= Russell Kirk Center for Cultural Renewal =

Organization

The Russell Kirk Center for Cultural Renewal is a nonprofit educational organization based in Mecosta, Michigan. It was founded in order to continue the legacy of Dr. Russell Kirk, an American political theorist, historian, social critic, literary critic, and fiction author. The Center is known for promoting traditionalist conservatism and regularly publishing Studies in Burke and His Time and The University Bookman, the oldest conservative book review in the United States.

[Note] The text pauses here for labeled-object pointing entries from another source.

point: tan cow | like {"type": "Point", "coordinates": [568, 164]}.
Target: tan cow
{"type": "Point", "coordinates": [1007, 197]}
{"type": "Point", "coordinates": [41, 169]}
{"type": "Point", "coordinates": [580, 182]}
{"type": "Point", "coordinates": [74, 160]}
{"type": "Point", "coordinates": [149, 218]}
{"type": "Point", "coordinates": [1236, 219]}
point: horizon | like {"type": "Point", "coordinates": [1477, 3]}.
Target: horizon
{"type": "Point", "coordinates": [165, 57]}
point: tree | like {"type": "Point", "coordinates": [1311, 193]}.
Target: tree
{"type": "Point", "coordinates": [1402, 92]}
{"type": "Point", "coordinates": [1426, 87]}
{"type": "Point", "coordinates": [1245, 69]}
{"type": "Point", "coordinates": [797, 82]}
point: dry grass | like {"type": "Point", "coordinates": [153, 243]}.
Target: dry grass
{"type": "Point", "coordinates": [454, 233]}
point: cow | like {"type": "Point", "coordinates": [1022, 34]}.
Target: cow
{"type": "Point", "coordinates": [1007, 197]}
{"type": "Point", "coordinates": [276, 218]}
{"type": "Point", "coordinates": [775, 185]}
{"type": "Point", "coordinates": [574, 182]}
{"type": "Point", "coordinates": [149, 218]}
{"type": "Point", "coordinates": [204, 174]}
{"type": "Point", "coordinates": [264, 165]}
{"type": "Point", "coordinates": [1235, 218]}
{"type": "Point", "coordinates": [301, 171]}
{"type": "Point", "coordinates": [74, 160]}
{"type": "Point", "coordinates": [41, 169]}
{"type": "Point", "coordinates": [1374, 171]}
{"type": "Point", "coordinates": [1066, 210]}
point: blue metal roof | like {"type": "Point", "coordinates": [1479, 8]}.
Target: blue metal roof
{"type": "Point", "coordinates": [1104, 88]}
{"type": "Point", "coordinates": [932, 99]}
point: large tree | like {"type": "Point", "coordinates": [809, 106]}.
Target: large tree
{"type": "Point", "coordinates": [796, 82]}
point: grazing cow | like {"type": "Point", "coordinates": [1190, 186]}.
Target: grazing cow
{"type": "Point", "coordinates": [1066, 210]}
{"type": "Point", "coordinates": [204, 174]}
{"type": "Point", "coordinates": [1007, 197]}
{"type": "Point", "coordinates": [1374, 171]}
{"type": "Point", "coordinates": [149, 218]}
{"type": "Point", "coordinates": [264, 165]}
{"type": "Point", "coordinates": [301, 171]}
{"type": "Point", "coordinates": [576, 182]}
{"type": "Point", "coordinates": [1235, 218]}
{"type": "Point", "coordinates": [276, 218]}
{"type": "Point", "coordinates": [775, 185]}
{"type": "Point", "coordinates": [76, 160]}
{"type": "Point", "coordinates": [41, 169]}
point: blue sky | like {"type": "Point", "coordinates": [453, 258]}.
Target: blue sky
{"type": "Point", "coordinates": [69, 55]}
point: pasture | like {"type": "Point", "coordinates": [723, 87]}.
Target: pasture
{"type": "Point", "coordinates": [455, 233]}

Based in Russell Kirk's ancestral home of Mecosta, Michigan, the Russell Kirk Center hosts seminars, research, and fellowship opportunities in what is now a unique residential library and conference center. These activities, rooted in one of American conservatism's historic places, constitute an educational community at the core of the Center's mission.

==The University Bookman==
The University Bookman was founded by Russell Kirk in 1960 as A Quarterly Review of Educational Materials. It is the oldest continuously published right-leaning book journal in the United States. From 1960 to 1990, the journal was distributed freely to subscribers of National Review. For most of its history, the journal had been edited by members of the Kirk family, until 2005, when Gerald Russello was appointed editor.

Some of its notable contributors include James Schall, Peter Augustine Lawler, Allan Carlson, John Lukacs, and George Nash.

==Staff==
The Russell Kirk Center's president is Annette Y. Kirk, widow of Russell Kirk. Jeffrey O. Nelson, Kirk's son-in-law, is director of publications. Senior Fellows at the Center include Bruce Frohnen, Vigen Guroian, Gleaves Whitney, and others. The Center's Board of Advisors includes T. Kenneth Cribb, Jr., John Engler, Edwin Feulner, Forrest McDonald, and others.